I think both Hunt and I have learned harsh lessons since then about what the U.S. Army Corps of Engineers will approve when enough local congresspersons get involved.
He also makes the more important point that while debating this fundamentally stupid and incredibly wasteful idea, the region has neglected to make badly needed repairs and improvements to the basic flood control infrastructure — mainly dams, reservoirs and levees — that protects us all from Katrina-style flooding mayhem.
This is the picture we need to be thinking about — high water on the Trinity last year.
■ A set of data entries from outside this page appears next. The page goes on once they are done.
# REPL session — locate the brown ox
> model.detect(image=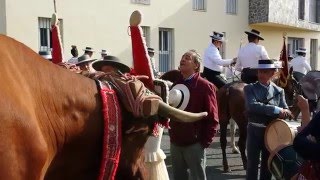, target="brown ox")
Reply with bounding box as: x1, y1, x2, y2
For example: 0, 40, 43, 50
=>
0, 35, 205, 179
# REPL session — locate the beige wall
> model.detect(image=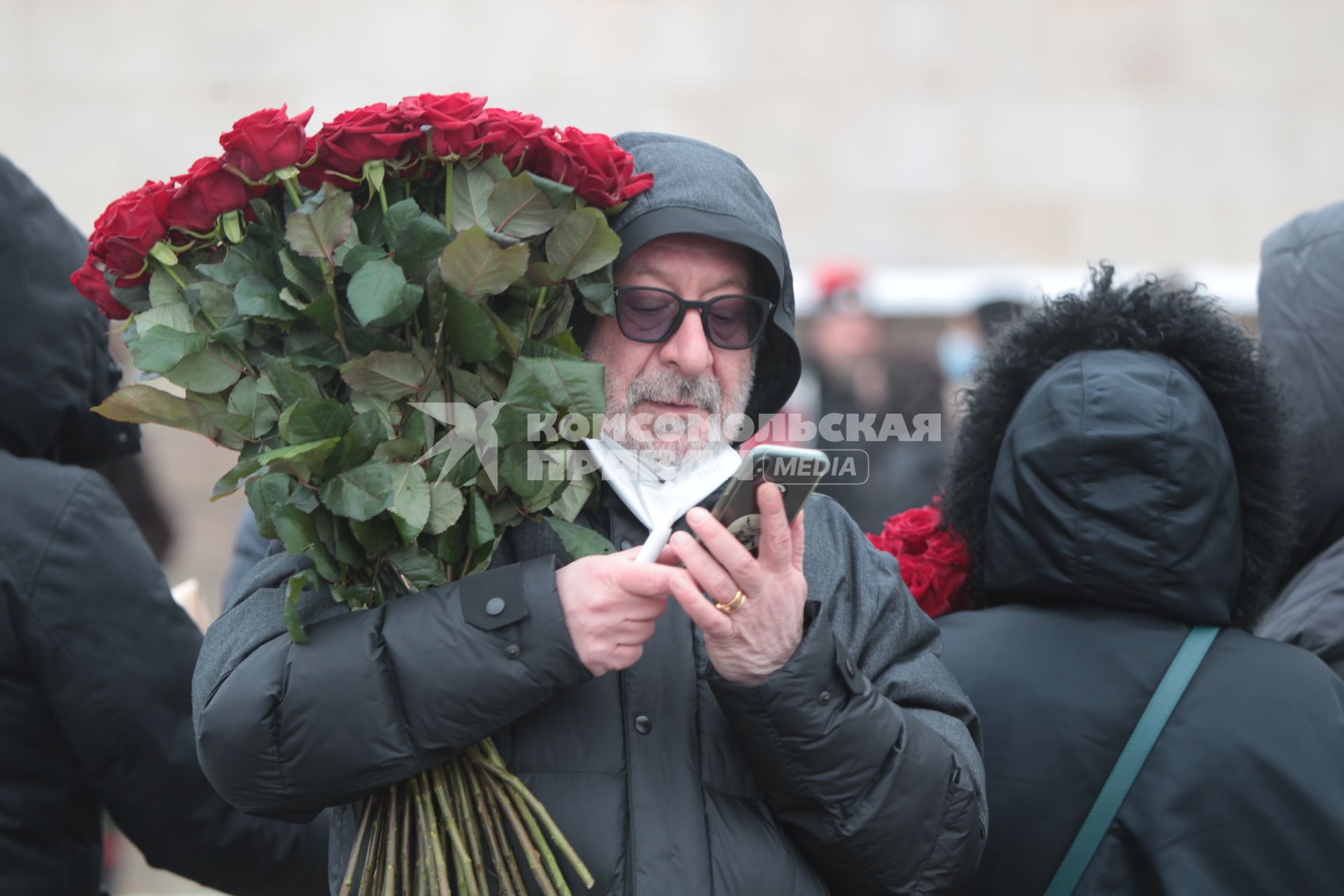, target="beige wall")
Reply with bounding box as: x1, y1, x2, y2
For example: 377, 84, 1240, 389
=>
0, 0, 1344, 275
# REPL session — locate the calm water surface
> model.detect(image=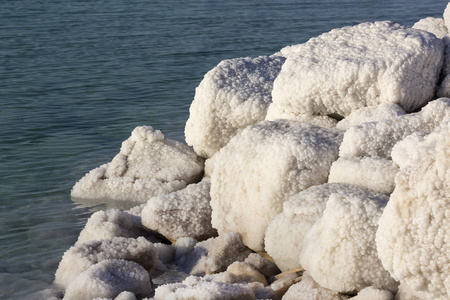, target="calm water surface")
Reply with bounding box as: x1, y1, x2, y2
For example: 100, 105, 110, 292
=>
0, 0, 447, 299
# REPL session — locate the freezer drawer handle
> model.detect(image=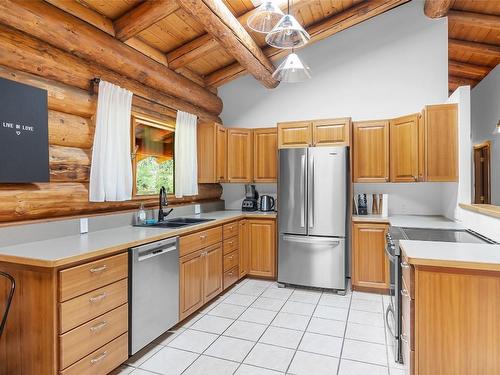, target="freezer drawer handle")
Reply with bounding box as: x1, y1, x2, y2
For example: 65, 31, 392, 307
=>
282, 234, 340, 244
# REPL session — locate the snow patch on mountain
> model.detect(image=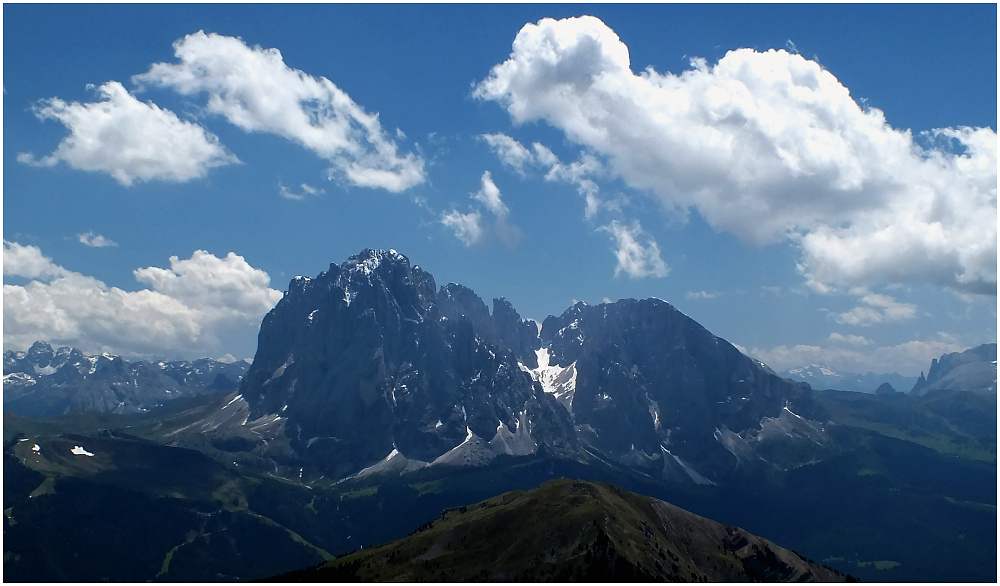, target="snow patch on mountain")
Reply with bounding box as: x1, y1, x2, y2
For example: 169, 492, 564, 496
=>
521, 348, 576, 415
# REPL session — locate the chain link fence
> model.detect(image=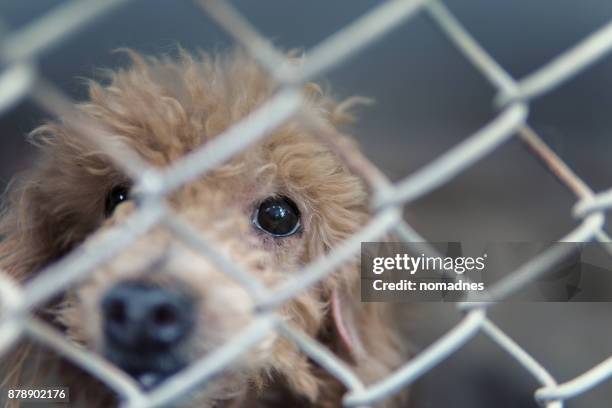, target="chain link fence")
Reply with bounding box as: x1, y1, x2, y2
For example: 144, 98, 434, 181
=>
0, 0, 612, 408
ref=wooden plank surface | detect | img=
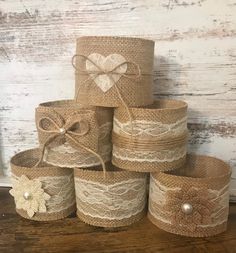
[0,0,236,197]
[0,188,236,253]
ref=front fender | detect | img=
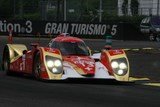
[38,47,63,80]
[100,49,130,81]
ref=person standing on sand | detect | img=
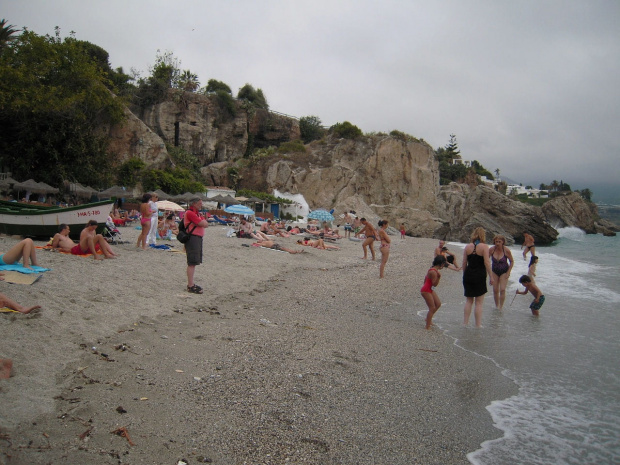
[146,193,159,245]
[463,228,494,328]
[420,255,447,329]
[136,194,157,250]
[379,220,392,279]
[517,275,545,316]
[0,239,39,270]
[359,218,377,260]
[52,220,116,260]
[521,231,536,260]
[182,197,209,294]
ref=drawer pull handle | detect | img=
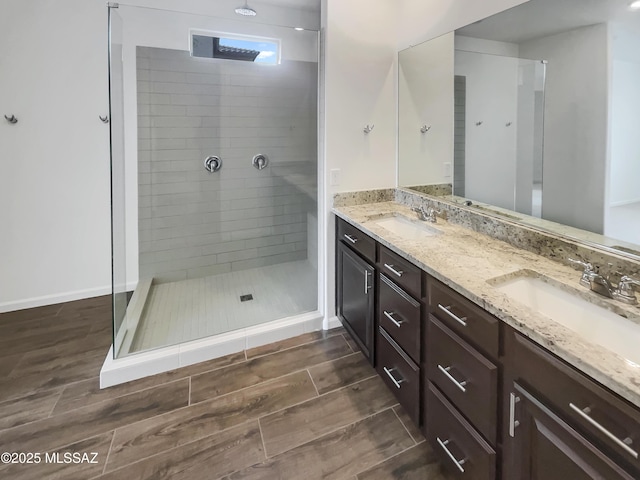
[382,310,404,328]
[436,437,467,473]
[438,365,467,393]
[344,233,358,245]
[569,403,638,459]
[509,393,520,438]
[364,270,373,295]
[438,304,467,327]
[384,263,404,277]
[382,367,404,388]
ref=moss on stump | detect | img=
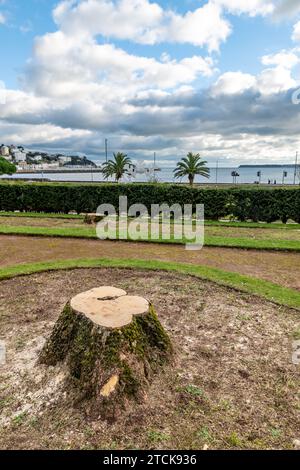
[39,287,172,419]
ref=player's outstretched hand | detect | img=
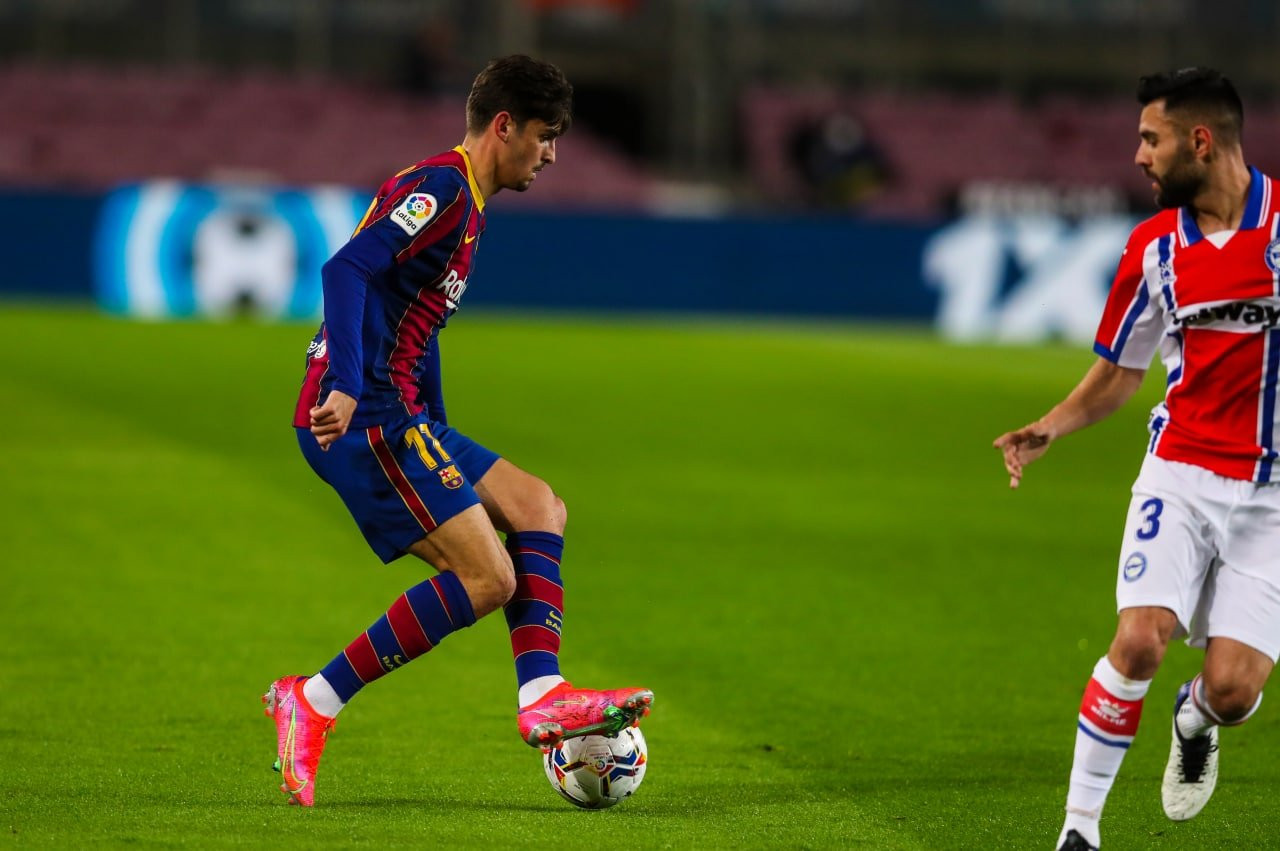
[991,422,1053,488]
[311,390,356,452]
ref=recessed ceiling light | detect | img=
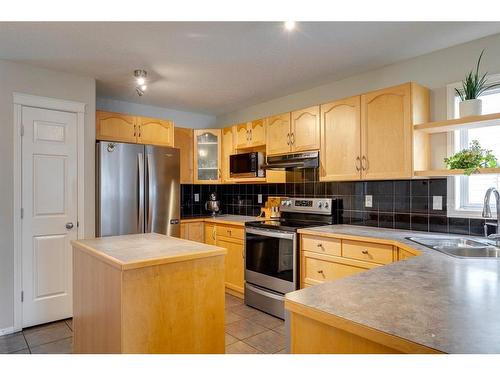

And here, in fact, is where I see the zombies walking among us. With each succeeding rainy season, we see more and more evidence that our flood control measures are failing. In one Dallas/Fort Worth rain event alone last November, three people died in cars swept off roads by flash flooding.
A flash flood at an intersection in suburban Garland 10 miles from the Trinity River is directly related to flooding on the river itself, because suburban sprawl and increased water runoff are the primary forces overwhelming all our watersheds, creeks and rivers.
But we behave as if it isn’t happening. We hear this slow crescendo of horror growling all around us like the sound track from a bad horror movie and we keep dithering on about building an extra highway in the flood zone instead. It’s almost as if we talk about the highway so we won’t have to think about reality.
But Lindenberger, like so many smart well-intended people in the past, winds up out in the cemetery at midnight trying to do a deal with the toll road: Oh, can’t we be reasonable? Please, can’t we find a compromise? Will you agree not to come up all the way out of the grave if I feed you a puppy?
He proposes that we take the winding country lane part of the one-hand-clapping concept and make it the sole design for the road along the river, killing the highway part for good. Design it so that it can’t be a fat road or a high-speed road. Make it wind more deeply so that cars won’t be able to go very fast.
It's important to know that none of the mayor's one-hand-clapping plan is real. Only one plan, called the Balanced Vision Plan adopted under Mayor Laura Miller is approved by the federal government – a 12-year $50-million process. If we were to abandon the Balanced Vision Plan, we would forfeit $20 million of that investment (the rest can be reused), and we would set back the approval process by at least six years.
That’s why it keeps coming back from the grave. I am always wrong. It never truly dies. All of the additional iterations are disguises, camouflage and window-dressing to get the Balanced Vision Plan up out of the dirt and under construction.
The idea of making a skinnier curvier road is fundamentally crazy. The people who want this road want it because they are still convinced it will carry massive amounts of traffic. If we give up on massive amounts of traffic moving through the river corridor, then we don’t need a road at all. If we build a bench big enough to carry a freeway and put a smaller road on the bench, then sheer bureaucratic inertia will force the expressway out onto that bench sooner or later.
The thing to do is to kill the road, truly kill it, shoot it, chop its head off, stick a stake in its heart. The only way to do that is to build the park we were all promised in the first place.
The Balanced Vision Plan was approved two ways — with the road and without it. The park is already approved. Compromise and zombies are the enemy here. We must kill the road by building the park. Then sleep peacefully.